What to Bring

bagIf you are ever the person I was, packing a car to drive to the hospital for your daughter’s seventeenth time under general anesthesia (this time, to move her aorta away from her esophagus), you will need to bring many things with you. Take notes. I know exactly what you will need, if you are ever the person I was.

First of all, you need clothes for you. You need soft pants and a roomy shirt to sleep in on an uncomfortable set of cushions by the window, cushions whose ill-suitedness for restful sleep you will not notice as you sink, delirious with exhaustion, in and out of a black slumber twenty times a night. You need thick socks and slip-on shoes so that you can perch on the edge of the bed and then jump off quickly to skitter across the room and grab the emesis basin, the phone, the nurse’s call button.
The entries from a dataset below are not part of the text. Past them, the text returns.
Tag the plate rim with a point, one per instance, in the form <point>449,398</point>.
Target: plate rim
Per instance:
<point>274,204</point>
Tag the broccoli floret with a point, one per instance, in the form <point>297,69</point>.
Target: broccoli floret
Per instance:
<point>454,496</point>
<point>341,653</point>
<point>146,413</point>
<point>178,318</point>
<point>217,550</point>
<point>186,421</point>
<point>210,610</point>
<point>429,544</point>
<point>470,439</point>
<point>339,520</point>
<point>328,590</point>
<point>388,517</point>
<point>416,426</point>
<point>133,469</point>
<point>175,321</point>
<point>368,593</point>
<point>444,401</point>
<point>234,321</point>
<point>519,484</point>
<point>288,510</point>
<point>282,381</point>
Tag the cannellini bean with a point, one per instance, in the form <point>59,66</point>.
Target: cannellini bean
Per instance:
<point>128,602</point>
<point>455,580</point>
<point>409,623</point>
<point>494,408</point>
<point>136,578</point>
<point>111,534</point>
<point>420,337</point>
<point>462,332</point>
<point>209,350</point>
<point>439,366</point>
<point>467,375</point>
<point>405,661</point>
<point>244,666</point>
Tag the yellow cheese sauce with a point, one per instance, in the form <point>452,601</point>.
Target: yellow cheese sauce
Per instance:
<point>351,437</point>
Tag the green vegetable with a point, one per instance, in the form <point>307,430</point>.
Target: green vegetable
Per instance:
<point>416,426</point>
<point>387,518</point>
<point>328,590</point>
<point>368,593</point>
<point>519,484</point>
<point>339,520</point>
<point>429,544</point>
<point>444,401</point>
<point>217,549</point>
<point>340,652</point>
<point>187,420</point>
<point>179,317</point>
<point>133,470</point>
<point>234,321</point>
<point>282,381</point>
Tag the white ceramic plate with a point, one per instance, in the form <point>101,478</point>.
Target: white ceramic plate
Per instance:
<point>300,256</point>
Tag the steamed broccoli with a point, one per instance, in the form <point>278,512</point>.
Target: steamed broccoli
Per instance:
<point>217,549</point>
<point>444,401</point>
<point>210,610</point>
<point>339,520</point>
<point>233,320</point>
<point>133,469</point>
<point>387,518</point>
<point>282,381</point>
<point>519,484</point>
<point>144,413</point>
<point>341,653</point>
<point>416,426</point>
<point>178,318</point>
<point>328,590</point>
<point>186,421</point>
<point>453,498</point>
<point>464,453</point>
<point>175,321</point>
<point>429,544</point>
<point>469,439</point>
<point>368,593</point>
You need more hooded sweatshirts than you would have predicted. You will be far colder than one would expect.

You do not need clothes for your daughter. Though you may have thought ahead to the incisions and the need for button-down as opposed to pull-over pajamas, you have somehow forgotten the snaking tubes and lines and leads and wires that would need to be disconnected in order to manage something as complicated as sleeves. She will only need hospital gowns. The pajama bottoms, while a nice touch, are only an impediment to quick bathroom trips, of which there will be many.

Perhaps, just bring her some socks. Continue Reading…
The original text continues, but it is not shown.